It’s my last day here and I am still treated like shit. And there’s gonna be fighting as soon as I get back to my grandparents because they messed with my room. I fucking hate everyone… I hate my family. I don’t want to be here. My throat hurts after arguing with my brother again. I was only defendding myself. I’m sick of everyone’s bull— crap….. gotta stop cussing…. I’m done I’m done. I wanna get there so that I will feel more capable of functioning knowing I can end it anytime…
If I had had a gun anytime in the past 10 min, I would be dead without hesitation right now…
8 comments
I know how you feel… If guns were legal in Canada I probably would have one and shot myself already.
When I was younger, my parents always went through my room, apparantly “cleaning” but I know they were snooping around… I always exploded in fury when that happened.
I am glad I am out on my own now, and I don’t have them poking through my stuff.
[quote]I know how you feel… If guns were legal in Canada I probably would have one and shot myself already.[/quote]

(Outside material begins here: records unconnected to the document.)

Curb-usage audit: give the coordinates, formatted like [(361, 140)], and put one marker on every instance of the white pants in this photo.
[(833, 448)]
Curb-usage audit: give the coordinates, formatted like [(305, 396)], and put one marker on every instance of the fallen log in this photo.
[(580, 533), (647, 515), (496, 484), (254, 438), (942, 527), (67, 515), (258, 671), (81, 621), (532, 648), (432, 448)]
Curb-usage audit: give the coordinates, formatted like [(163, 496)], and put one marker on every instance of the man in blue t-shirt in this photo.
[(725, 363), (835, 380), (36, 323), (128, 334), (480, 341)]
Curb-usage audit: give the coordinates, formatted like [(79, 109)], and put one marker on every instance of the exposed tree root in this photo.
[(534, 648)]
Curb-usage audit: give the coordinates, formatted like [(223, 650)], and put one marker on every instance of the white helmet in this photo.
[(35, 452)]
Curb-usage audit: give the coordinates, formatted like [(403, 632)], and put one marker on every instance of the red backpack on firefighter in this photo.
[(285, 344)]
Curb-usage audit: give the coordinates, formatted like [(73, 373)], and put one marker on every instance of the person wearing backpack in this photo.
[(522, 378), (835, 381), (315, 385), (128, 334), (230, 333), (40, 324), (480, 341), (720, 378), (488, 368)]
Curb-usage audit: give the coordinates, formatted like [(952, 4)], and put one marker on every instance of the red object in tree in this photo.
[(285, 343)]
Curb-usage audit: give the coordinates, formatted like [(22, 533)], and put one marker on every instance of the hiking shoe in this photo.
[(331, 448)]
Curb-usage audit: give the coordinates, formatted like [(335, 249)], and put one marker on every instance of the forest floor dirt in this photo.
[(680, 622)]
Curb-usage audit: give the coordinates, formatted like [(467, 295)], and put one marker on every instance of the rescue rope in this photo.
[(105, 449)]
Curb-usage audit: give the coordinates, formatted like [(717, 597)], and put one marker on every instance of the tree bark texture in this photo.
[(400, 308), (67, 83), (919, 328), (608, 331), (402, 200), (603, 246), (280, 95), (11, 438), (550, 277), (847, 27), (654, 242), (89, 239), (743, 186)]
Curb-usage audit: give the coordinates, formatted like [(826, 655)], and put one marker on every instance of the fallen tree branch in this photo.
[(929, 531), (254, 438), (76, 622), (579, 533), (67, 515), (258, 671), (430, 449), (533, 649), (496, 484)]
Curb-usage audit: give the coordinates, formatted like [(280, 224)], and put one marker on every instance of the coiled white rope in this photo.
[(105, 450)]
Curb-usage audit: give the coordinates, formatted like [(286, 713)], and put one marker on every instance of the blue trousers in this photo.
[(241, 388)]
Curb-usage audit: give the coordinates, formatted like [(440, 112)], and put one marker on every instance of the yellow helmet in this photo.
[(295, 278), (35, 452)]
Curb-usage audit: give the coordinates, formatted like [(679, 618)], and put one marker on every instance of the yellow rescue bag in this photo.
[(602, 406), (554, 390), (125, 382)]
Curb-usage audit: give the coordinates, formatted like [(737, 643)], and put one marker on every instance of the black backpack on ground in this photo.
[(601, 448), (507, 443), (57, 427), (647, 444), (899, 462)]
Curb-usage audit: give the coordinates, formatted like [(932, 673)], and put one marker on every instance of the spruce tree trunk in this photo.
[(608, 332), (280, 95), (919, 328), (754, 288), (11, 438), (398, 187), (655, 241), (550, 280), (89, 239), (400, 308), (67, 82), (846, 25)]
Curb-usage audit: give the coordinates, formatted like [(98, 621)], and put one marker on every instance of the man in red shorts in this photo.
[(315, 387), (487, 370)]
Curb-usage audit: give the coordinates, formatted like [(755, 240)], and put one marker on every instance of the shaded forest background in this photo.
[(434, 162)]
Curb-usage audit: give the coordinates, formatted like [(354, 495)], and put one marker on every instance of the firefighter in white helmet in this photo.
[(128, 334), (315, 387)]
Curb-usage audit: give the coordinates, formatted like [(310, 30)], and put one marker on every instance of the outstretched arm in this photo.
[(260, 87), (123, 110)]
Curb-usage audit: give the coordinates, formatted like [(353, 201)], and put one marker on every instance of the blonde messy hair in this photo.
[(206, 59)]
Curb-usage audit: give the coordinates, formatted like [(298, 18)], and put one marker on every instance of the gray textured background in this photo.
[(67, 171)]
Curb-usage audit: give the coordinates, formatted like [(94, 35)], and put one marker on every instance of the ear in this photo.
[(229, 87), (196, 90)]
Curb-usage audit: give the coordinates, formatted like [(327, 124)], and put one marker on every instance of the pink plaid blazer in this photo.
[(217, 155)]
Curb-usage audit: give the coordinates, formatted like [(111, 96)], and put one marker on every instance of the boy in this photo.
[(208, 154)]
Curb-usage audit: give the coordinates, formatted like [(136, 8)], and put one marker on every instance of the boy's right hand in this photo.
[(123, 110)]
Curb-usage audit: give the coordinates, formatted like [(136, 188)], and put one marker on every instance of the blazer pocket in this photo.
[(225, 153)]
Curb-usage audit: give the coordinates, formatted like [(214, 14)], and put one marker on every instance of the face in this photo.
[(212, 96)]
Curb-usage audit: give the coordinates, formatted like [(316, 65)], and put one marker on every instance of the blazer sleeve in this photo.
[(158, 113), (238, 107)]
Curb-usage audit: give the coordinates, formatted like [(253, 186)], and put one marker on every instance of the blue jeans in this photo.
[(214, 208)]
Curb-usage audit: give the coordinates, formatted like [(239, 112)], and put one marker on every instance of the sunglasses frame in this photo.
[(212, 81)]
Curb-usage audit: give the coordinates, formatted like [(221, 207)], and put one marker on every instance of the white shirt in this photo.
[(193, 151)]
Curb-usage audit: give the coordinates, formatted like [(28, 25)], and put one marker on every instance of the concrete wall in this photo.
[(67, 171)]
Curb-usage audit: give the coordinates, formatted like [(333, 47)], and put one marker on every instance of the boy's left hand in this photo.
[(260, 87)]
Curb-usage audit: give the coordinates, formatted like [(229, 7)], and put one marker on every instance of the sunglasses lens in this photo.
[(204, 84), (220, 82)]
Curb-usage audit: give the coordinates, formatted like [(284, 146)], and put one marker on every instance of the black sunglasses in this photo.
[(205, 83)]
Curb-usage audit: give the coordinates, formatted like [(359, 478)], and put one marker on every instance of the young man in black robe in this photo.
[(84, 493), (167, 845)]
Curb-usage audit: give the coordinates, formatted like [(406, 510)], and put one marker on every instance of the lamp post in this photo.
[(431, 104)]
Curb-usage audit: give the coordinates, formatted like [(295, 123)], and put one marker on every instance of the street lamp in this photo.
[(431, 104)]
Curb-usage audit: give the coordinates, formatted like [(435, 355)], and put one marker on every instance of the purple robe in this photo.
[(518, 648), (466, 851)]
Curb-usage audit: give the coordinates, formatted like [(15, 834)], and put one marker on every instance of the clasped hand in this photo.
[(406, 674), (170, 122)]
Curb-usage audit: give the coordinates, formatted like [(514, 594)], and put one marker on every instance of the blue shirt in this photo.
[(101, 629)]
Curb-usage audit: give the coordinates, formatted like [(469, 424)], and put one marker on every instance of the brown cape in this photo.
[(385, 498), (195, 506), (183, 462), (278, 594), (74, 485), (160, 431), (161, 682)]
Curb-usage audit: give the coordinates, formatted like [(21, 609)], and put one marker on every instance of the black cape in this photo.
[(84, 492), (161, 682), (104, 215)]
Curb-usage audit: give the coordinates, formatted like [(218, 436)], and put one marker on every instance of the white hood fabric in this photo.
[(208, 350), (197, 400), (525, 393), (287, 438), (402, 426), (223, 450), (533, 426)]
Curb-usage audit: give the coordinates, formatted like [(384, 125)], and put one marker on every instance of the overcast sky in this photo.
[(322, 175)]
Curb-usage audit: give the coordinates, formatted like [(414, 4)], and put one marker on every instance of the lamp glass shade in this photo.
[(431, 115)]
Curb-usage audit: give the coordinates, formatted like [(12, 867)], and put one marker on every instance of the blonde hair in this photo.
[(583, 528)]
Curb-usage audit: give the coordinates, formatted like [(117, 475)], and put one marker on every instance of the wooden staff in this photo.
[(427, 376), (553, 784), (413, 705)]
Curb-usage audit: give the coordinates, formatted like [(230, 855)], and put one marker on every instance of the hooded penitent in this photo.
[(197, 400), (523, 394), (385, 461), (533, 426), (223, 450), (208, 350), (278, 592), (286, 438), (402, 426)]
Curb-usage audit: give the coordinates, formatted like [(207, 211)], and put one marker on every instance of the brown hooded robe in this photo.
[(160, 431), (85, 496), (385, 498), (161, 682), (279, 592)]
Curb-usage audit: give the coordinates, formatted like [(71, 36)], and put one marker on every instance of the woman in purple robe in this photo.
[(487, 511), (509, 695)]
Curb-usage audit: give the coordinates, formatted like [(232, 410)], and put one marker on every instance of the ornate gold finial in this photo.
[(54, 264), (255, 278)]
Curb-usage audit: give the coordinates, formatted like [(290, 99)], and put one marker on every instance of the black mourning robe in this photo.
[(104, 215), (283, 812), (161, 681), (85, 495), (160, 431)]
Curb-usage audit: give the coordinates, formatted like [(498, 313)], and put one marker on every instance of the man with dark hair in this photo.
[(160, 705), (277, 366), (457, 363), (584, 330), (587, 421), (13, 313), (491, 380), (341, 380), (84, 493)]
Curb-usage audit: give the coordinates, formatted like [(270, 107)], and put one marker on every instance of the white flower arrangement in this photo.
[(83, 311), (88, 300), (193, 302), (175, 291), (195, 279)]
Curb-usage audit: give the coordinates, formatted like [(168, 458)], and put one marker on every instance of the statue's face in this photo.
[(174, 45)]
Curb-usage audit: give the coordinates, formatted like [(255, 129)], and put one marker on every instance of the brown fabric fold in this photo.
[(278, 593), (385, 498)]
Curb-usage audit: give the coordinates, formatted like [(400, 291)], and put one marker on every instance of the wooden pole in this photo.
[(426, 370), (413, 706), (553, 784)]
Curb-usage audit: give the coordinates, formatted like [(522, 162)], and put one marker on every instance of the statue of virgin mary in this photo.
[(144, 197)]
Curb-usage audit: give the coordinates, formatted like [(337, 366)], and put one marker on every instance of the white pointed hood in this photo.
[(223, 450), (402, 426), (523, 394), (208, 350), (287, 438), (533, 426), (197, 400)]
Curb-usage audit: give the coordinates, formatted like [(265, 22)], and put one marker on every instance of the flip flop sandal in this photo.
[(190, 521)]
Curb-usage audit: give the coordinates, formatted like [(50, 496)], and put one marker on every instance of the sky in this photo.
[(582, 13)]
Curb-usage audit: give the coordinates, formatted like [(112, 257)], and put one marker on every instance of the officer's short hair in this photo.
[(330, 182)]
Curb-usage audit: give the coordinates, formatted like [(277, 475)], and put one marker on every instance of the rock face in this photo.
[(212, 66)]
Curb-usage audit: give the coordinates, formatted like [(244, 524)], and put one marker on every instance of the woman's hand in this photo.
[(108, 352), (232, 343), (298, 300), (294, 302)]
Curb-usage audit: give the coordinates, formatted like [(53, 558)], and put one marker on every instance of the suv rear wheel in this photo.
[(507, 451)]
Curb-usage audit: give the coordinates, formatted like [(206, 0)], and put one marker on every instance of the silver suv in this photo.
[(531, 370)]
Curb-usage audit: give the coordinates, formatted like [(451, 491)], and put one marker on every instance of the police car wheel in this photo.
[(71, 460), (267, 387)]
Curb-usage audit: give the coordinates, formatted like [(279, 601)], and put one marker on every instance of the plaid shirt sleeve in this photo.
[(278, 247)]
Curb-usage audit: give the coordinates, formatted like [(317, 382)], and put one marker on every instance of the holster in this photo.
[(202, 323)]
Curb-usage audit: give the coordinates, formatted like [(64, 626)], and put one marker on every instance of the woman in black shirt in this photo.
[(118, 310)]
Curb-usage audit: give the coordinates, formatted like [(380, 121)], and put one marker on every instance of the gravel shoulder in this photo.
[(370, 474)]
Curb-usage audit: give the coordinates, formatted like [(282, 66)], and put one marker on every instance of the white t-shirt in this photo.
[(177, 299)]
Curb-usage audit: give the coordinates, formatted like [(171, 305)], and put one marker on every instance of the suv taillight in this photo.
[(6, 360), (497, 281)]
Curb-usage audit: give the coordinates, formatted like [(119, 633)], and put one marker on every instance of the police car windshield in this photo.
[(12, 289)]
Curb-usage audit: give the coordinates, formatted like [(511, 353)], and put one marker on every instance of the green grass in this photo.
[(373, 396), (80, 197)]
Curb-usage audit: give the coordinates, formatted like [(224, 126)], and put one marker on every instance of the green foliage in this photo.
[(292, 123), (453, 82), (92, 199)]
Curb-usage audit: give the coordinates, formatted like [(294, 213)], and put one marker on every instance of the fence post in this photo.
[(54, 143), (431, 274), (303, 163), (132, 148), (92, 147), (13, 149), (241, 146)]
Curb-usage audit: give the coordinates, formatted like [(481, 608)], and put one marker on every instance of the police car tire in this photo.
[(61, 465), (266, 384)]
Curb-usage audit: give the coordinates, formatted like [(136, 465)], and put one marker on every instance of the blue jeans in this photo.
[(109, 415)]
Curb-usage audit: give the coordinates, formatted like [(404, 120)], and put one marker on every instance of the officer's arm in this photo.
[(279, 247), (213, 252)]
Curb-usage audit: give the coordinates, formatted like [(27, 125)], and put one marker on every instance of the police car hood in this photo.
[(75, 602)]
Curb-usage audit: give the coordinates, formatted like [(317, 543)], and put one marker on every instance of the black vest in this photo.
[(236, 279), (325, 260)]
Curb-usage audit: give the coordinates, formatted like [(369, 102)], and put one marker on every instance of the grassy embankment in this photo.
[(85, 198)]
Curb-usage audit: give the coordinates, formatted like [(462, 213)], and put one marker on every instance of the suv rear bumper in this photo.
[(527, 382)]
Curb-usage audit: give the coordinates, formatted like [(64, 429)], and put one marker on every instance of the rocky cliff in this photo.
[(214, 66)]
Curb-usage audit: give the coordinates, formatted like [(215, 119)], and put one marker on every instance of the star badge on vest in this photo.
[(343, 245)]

Guns are legal in Canada. I know because I legally own 3 of them. You just have to get a firearm license then you can buy as many as you want.
As for Dawn. Please don’t give up. Life is worth living.
Dawn, I hope I am not too late.. I am still here and I have a gift for you…. i can’t remember if you have my email, if not post a comment and I will make sure you get it.
Hey D!! What happened?? I’m always here for you, k? <3 Don't kill yourself- I'm alive because of you!!!
I know…I am wondering/worried too. @Nobody-How are you?
I am TERRIBLE 🙁 Nonetheless thanks for asking! <3 I missed you!
How are you?
Feeling the same and trying to keep busy, keep my mind off things. It’s my endless cycle. Maybe I can just work myself to death. Literally.